Whilst STR analysis has the discrimination power required for forensic applications, the
necessity of specialised equipment to resolve and detect STR alleles makes the technique
less suitable for more general applications, such as for educational purposes. Given the
popular interest for forensic science in school and higher education, there is therefore a
considerable need for DNA fingerprinting systems that sacrifice some power of
discrimination for ease of manipulation and applicability in less specialised laboratories.
One system potentially capable of fulfilling the criteria required for general teaching
purposes is the use of the Alu elements polymorphisms (Novick et al., 1993). Alu elements
appear to be redundant genetic sequences, probably of viral origin, which have been
integrated by transposition into many sites within the human genome during evolution
(Batzer et al., 1996; Mighell et al., 1997). Statistical examination of Alu polymorphisms at
various loci suggests that the alleles are now fixed in their respective chromosomal
locations resulting in genotypes that appear to be in equilibrium within populations and
races (Sajantila, 1998; Nasidze et al., 2001; Watkins et al., 2003). This very high stability
once inserted, combined with their widespread distribution throughout the human
genome, make Alu elements useful genetic markers for human identification (Novick et
al., 1993).
Technically, Alu polymorphism analysis is easy to establish in the teaching laboratories
for two reasons. Firstly, Alu elements are approximately 300bp long and therefore the
presence or absence of the Alu insert (+ allele or allele respectively) can be easily
determined by PCR followed by agarose gel electrophoresis to resolve the alleles.

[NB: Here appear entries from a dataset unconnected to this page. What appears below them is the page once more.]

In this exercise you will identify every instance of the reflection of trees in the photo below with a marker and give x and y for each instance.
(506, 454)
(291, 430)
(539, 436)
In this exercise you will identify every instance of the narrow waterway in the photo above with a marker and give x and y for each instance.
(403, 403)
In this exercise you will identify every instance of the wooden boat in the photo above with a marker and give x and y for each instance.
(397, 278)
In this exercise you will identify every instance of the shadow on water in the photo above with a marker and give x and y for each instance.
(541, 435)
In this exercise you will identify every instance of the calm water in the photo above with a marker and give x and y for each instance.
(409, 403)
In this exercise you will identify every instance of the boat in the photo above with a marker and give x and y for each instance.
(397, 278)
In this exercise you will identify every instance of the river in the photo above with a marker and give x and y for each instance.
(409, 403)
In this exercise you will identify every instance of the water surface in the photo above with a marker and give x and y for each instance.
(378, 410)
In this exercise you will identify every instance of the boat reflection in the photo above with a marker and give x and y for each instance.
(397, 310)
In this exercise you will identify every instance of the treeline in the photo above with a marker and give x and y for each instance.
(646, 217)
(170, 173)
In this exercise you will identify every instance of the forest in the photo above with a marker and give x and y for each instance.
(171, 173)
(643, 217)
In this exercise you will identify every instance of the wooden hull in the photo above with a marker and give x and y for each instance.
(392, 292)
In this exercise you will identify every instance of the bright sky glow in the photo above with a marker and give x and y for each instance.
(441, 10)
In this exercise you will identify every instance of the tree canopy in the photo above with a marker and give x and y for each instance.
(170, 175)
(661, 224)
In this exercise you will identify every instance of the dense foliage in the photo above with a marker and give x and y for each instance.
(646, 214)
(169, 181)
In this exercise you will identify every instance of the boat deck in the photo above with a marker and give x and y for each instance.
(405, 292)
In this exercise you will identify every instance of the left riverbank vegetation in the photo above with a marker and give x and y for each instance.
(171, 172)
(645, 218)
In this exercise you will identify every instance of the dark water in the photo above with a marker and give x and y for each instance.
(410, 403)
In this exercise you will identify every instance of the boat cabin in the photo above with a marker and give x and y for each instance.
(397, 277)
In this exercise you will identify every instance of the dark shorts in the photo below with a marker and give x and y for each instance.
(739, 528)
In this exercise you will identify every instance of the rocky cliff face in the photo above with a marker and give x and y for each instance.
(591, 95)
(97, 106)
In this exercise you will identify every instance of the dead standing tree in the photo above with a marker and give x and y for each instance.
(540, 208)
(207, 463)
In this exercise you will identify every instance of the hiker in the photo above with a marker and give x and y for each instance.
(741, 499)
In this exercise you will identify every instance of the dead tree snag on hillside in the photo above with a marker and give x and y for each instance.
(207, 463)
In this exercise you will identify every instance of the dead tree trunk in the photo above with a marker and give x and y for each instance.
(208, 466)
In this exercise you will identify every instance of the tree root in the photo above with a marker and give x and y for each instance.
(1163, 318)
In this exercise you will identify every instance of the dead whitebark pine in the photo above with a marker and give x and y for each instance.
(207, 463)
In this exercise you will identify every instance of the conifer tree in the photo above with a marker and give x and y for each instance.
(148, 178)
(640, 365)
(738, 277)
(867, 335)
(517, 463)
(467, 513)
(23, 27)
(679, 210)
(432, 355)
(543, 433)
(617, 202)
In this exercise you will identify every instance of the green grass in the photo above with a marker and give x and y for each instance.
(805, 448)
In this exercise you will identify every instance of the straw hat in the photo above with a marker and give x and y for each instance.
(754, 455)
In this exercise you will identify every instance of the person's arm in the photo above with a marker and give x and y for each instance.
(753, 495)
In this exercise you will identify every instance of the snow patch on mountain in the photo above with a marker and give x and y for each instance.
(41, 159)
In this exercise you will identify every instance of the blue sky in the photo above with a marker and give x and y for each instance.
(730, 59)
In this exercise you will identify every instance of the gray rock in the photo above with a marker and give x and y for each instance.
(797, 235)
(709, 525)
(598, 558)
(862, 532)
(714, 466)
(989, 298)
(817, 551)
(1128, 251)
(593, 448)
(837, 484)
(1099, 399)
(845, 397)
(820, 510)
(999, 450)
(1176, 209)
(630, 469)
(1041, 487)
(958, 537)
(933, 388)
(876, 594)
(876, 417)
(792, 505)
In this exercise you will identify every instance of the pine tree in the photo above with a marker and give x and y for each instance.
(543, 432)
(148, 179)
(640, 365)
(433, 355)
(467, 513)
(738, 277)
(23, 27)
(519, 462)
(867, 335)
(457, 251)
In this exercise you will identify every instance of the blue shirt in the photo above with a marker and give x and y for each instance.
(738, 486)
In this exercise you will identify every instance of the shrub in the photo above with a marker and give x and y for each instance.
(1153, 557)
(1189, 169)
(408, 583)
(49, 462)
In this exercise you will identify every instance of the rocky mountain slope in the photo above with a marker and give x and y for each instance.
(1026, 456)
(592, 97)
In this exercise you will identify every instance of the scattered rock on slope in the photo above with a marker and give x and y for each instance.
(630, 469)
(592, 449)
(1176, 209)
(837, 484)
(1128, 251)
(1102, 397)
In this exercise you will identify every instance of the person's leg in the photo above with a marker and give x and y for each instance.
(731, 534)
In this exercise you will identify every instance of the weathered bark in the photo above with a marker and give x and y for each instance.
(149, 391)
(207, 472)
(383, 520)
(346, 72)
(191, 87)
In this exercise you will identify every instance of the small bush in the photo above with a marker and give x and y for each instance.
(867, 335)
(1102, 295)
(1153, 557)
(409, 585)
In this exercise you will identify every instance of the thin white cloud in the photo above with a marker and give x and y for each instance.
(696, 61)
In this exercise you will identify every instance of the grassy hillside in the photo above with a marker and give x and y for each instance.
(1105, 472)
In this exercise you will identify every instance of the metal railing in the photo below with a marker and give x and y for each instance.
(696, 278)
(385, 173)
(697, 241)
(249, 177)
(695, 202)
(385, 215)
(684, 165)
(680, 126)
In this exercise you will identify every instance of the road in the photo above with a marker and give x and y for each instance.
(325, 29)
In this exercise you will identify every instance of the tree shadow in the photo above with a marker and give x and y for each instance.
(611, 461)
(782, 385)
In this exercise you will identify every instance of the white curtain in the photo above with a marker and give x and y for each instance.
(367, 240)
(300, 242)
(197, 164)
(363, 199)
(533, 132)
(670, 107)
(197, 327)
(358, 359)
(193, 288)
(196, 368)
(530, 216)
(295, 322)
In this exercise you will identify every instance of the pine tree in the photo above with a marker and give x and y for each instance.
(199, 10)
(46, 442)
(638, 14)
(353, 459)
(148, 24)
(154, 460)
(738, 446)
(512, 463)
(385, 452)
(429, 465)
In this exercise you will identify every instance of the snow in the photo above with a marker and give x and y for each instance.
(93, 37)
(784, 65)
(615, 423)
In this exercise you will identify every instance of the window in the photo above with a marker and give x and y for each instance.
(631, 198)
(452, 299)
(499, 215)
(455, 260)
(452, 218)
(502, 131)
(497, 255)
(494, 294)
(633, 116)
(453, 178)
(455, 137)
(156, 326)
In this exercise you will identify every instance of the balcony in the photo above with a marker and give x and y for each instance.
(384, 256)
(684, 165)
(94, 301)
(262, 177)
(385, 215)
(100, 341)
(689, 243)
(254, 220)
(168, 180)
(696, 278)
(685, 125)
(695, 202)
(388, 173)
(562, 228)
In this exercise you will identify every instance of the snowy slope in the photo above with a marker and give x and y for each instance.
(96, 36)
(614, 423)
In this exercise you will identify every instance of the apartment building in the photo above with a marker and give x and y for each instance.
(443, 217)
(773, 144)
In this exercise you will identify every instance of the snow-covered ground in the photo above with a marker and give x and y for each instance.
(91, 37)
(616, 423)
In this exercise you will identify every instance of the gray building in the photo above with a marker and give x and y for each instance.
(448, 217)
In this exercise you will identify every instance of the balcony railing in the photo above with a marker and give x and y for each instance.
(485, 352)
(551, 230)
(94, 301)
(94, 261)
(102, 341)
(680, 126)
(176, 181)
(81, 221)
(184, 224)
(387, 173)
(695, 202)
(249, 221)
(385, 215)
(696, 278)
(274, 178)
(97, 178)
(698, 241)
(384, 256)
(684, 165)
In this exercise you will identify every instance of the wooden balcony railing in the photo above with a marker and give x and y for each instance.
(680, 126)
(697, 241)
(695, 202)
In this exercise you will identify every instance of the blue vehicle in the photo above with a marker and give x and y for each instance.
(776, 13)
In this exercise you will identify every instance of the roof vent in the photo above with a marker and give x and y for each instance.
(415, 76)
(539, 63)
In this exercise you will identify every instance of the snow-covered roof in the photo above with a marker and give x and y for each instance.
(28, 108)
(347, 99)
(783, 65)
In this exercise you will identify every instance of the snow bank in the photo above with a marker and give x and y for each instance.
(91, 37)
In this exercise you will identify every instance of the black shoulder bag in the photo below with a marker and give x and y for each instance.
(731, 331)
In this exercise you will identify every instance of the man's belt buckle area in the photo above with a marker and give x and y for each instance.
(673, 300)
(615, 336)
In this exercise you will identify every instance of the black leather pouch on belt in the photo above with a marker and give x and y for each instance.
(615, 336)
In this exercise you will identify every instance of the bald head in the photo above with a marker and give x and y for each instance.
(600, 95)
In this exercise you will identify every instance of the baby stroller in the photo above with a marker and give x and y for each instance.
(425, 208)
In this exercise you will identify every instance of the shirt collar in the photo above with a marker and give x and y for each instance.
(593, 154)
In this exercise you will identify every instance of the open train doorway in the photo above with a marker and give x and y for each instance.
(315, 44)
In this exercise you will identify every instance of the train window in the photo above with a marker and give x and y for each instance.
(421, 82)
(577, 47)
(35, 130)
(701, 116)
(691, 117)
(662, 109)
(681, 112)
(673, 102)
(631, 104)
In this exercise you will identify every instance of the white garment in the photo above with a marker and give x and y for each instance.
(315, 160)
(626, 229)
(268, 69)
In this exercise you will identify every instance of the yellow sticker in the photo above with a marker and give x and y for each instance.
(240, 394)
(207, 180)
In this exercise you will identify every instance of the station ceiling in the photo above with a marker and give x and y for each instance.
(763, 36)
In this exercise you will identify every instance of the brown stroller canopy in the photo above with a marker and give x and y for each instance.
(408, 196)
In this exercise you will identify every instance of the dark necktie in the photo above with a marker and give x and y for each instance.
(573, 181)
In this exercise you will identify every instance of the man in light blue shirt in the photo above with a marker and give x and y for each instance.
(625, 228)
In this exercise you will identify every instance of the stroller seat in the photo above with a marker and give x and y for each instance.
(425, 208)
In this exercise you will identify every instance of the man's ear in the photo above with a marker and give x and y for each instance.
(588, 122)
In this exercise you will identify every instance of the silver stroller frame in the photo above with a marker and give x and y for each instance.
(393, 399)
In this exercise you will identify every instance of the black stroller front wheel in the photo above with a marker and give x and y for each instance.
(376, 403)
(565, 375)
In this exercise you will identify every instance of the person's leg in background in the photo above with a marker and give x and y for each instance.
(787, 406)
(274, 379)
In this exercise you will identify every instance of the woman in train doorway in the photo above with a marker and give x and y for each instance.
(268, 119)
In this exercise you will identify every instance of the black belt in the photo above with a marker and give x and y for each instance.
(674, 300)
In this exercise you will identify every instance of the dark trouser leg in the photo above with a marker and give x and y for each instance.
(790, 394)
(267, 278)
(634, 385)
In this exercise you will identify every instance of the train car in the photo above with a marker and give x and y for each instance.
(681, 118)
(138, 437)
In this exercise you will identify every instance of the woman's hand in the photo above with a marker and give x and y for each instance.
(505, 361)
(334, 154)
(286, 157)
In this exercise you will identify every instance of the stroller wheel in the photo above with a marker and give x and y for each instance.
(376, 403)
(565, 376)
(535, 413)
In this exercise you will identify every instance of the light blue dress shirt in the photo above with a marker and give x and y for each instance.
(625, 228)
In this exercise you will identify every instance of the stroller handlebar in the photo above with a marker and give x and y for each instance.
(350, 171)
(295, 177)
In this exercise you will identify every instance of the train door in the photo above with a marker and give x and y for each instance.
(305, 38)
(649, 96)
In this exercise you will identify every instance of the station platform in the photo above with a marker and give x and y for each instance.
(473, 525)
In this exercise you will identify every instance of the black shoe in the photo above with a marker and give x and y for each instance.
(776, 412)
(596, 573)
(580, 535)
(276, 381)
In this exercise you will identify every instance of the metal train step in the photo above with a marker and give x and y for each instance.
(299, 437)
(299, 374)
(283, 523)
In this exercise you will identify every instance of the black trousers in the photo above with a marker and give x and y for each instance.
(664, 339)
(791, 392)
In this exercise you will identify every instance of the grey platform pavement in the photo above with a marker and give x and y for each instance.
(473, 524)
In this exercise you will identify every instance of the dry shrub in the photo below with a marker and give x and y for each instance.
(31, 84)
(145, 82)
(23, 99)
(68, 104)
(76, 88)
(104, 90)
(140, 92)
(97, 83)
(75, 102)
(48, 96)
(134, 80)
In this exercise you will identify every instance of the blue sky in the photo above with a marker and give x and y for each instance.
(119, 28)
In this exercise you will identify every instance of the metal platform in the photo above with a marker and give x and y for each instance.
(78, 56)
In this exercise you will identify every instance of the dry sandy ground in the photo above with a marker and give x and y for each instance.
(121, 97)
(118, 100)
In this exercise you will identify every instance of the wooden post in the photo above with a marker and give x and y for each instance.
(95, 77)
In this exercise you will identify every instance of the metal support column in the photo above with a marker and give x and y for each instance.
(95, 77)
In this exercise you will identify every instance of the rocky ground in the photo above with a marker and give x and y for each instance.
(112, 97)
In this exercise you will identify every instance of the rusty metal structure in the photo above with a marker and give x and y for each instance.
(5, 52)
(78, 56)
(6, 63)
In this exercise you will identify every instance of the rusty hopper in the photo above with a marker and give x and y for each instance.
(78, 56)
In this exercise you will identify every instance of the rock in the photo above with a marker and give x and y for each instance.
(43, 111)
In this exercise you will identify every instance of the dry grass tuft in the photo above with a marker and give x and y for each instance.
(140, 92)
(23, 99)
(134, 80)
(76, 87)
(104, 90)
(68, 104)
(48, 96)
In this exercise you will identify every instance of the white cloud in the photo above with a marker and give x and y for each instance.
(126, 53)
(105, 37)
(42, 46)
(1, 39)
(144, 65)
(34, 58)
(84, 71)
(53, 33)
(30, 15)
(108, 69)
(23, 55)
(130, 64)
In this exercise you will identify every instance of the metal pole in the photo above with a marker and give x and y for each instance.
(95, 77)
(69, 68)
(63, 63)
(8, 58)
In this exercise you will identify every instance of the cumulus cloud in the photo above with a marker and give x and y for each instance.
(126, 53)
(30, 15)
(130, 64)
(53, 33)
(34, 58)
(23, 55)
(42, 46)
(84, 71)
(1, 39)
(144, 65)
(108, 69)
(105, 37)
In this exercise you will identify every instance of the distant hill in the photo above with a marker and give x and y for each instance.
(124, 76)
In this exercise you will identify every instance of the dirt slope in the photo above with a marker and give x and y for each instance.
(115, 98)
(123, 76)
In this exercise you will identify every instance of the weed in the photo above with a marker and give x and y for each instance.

Secondly, as flanking DNA sequences are known for many Alu insertion sites, primers can
be easily designed to allow the specific detection of the Alu polymorphism at these sites.
Although the possible genotypes for any single Alu loci are limited to +/+, -/-, or +/-, it
can be speculated that the combined use of several independently assorting Alu loci could
provide an acceptable power of discrimination for general use in science education.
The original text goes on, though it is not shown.